Yes. Part of this is because my long experience is that sometimes our sense of communication or our preferences for norms have flipped signs. If you think something is bad, that’s moderate but not strong evidence that I think it’s bad, and we might be able to jump straight to our disagreement by trying to ground out in principles. I think in several previous threads I wish I had focused less on the leaves and more on the roots, and here was trying to focus on roots.
I mean, I am genuinely uncertain about several parts of this! I think that the audience might also be uncertain, and stating things clearly might help settle them (one way or the other). I think there is value in clear statements of differences of opinion (like that you have a low opinion of interpretative labor and I have a high opinion of it), and sometimes we can ground those opinions (like by following many conversations and tracking outcomes).

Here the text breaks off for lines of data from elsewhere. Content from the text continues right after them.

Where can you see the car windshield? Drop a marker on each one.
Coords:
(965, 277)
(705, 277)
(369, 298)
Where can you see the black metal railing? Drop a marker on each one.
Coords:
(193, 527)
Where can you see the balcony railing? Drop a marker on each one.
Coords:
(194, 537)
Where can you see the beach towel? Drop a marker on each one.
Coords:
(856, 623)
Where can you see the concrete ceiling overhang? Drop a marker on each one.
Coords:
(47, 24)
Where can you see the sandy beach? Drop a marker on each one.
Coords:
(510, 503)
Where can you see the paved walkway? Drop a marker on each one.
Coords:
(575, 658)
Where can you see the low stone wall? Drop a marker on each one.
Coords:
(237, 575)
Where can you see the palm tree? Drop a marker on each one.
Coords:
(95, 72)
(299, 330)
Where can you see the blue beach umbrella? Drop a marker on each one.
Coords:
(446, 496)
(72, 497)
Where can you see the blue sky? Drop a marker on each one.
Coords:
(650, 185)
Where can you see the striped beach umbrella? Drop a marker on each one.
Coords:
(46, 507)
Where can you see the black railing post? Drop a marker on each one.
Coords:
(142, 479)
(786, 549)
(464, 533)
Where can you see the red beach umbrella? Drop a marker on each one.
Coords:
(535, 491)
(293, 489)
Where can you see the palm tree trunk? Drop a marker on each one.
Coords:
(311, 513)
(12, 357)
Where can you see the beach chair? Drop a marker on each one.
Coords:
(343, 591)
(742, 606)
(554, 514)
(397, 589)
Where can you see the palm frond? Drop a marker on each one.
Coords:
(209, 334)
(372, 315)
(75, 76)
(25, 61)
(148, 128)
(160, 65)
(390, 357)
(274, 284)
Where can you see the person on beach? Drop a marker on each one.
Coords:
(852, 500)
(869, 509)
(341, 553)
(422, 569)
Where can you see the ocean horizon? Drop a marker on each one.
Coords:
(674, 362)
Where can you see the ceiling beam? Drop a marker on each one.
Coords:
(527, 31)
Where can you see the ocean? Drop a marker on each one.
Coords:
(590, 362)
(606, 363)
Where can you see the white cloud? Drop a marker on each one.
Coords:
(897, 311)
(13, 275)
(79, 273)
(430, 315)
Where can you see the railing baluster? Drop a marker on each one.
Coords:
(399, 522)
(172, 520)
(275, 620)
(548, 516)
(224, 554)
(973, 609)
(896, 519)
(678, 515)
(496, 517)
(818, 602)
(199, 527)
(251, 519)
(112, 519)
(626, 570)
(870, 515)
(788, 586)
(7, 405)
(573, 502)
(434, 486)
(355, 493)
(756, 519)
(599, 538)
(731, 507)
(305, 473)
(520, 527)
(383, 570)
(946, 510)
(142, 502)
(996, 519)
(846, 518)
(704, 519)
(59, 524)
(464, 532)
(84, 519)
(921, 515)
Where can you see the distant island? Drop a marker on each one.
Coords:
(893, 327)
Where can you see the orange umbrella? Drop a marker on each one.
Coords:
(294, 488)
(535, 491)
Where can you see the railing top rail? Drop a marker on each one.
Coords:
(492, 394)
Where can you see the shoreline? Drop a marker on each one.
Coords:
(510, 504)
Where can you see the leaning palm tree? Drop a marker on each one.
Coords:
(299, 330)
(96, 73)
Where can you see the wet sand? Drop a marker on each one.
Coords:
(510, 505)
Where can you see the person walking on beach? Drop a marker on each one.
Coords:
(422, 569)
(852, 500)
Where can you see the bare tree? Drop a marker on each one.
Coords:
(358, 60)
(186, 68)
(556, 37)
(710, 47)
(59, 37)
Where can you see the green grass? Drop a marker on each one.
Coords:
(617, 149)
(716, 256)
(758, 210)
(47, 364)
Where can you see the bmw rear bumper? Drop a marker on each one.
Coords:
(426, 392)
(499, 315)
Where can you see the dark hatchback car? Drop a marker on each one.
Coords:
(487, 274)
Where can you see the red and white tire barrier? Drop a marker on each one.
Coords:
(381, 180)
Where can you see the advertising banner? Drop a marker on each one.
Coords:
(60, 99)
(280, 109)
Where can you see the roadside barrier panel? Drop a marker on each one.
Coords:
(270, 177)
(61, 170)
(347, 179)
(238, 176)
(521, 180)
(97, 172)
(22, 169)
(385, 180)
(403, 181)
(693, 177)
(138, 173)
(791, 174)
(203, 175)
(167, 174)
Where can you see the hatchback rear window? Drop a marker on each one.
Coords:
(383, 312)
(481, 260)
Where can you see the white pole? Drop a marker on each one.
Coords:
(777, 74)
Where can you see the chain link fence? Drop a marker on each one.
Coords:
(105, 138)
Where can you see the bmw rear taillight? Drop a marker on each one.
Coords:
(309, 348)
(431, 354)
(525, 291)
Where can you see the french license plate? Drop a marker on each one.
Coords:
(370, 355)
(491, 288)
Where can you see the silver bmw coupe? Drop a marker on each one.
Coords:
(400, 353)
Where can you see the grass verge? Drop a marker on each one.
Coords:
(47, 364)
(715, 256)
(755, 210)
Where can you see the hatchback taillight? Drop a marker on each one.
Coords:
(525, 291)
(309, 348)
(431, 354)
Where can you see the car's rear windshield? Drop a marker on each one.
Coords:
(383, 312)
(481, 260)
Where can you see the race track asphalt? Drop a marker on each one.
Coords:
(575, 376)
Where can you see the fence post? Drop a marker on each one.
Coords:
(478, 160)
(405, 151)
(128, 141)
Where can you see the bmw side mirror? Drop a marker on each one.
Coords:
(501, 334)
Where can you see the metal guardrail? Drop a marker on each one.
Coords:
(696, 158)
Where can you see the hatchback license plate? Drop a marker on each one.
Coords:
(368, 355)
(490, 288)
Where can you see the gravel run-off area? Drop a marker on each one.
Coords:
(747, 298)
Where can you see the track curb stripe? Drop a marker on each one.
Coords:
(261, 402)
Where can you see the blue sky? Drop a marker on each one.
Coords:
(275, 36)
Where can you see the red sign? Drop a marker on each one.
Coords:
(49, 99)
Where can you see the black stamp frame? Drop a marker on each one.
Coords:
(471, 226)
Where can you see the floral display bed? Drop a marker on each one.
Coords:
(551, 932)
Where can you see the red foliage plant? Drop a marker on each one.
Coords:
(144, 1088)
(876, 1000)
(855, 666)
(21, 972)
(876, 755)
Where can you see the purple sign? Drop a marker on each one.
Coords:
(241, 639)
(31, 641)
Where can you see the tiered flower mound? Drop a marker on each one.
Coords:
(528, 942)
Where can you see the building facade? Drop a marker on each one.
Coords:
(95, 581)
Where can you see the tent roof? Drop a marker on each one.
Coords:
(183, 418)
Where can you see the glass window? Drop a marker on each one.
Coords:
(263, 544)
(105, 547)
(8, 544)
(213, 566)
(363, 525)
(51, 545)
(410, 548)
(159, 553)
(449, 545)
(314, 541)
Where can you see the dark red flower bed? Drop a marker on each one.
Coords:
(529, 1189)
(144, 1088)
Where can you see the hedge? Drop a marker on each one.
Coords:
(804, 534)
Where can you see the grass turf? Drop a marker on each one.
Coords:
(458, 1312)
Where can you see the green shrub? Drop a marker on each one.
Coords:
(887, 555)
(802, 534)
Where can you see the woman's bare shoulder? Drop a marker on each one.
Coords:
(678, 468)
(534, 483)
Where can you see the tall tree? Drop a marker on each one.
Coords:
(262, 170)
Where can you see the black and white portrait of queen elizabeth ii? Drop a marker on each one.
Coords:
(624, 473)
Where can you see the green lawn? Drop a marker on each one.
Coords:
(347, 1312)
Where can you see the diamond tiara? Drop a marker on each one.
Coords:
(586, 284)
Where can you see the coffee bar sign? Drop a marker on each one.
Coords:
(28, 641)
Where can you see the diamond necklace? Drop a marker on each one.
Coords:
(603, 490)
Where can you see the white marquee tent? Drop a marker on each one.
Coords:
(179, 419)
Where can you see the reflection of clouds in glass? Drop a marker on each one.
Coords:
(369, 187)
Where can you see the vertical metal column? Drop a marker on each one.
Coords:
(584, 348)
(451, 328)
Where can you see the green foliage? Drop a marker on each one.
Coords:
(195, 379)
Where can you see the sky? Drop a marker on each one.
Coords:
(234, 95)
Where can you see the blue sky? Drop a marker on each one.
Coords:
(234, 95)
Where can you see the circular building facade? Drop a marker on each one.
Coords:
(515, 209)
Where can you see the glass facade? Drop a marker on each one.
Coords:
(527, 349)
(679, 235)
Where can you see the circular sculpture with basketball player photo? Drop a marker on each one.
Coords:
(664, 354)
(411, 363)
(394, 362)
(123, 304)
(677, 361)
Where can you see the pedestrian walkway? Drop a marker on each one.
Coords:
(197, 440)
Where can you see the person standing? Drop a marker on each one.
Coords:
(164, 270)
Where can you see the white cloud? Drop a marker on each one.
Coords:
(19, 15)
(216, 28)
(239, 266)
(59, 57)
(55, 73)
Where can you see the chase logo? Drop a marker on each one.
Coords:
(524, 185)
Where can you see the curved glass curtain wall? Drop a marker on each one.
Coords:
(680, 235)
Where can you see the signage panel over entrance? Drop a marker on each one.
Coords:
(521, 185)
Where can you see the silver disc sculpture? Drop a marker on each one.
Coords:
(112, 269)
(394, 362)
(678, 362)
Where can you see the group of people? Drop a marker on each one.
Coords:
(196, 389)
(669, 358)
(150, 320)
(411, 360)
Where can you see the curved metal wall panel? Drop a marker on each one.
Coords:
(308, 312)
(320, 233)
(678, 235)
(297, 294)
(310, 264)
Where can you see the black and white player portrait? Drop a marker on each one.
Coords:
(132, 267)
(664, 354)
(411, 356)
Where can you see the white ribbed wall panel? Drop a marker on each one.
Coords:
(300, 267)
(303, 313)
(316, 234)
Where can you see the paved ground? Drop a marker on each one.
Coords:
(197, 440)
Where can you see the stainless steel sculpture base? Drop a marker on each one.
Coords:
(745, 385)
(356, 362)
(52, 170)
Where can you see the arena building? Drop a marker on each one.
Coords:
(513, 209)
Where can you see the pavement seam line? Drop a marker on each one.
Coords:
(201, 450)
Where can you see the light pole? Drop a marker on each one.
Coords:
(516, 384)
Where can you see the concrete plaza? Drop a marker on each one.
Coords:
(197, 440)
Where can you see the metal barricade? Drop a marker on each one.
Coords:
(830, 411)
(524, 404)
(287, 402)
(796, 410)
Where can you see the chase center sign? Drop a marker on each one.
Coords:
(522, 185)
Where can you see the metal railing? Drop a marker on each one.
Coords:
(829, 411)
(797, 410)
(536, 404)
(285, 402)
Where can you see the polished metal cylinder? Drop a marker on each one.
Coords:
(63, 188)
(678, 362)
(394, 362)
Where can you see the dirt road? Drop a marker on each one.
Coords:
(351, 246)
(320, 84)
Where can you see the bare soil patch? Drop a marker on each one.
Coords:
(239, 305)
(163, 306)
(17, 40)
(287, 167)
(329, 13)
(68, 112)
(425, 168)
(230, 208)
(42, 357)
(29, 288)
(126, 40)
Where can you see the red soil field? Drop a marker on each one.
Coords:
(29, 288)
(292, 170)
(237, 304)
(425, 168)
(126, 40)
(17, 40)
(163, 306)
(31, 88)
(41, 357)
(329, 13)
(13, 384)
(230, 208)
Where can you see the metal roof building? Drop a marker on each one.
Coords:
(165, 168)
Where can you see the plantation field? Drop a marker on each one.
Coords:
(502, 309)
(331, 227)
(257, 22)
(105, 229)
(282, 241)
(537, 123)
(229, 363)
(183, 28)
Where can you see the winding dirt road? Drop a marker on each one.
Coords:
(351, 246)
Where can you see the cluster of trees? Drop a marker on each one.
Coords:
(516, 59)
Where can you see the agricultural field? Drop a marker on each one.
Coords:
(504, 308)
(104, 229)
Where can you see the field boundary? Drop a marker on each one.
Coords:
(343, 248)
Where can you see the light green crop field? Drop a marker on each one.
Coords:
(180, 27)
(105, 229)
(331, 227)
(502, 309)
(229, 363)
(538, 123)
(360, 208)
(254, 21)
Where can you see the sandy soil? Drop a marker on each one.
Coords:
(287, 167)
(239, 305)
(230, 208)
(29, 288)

Like, I understand ‘tendentious’ to be a pejorative word, but I think the underlying facts of the word are actually appropriate for this situation. That doesn’t mean it’s generically good, just that criticizing it here seems inappropriate to me. Should we not invite controversy on ban announcements? Should we not explain the point of view that leads us to make the moderation decisions we make?
But perhaps you mean something narrower. If the charge is more “this is problem only a few users have, but unfortunately one of them is an admin, and thus it is the site rule”—well, we can figure out whether or not that’s the case, but I don’t actually think that’s a problem with the first paragraph, and I think it can be pointed at more cleanly.
As it happens, I reread that post thru your link. I thought that it didn’t quite apply to this situation; I didn’t see how habryka was implying things about you thru an argument via definition, rather than directly stating his view (and then attempting to back it up later in the post). I thought Frame Control would’ve been a better link for your complaint here (and reread our discussion of it to see whether or not I thought anything had changed since then).
I also didn’t quite buy that “begging the question” applied to the first paragraph. (For the audience, this is an argument that smuggles in its conclusion as a premise.) I understood that paragraph to be the conclusion of habryka’s argument, not the premise.
Overall, my impression was—desperation, or scrambling for anything that might stick? Like, I think it fits as a criticism of any post that states its conclusion and then steps thru the argument for that conclusion, instead of essaying out from a solid premise and discovering where it takes you. I think both styles have their virtues, and think the conclusion-first style is fine for posts about bans (I’ve used it for that before), and so I don’t find that criticism persuasive. (Like, it’s bad to write your bottom line and then construct the argument, but it’s not bad to construct an argument and then edit your introduction to include your conclusion!)
But maybe I missed the thing you’re trying to convey, since we often infer different things from the same text and attend to different parts of a situation. I tried to jump us to the inferences and the salient features, and quite possibly that’s not the best path to mutual understanding.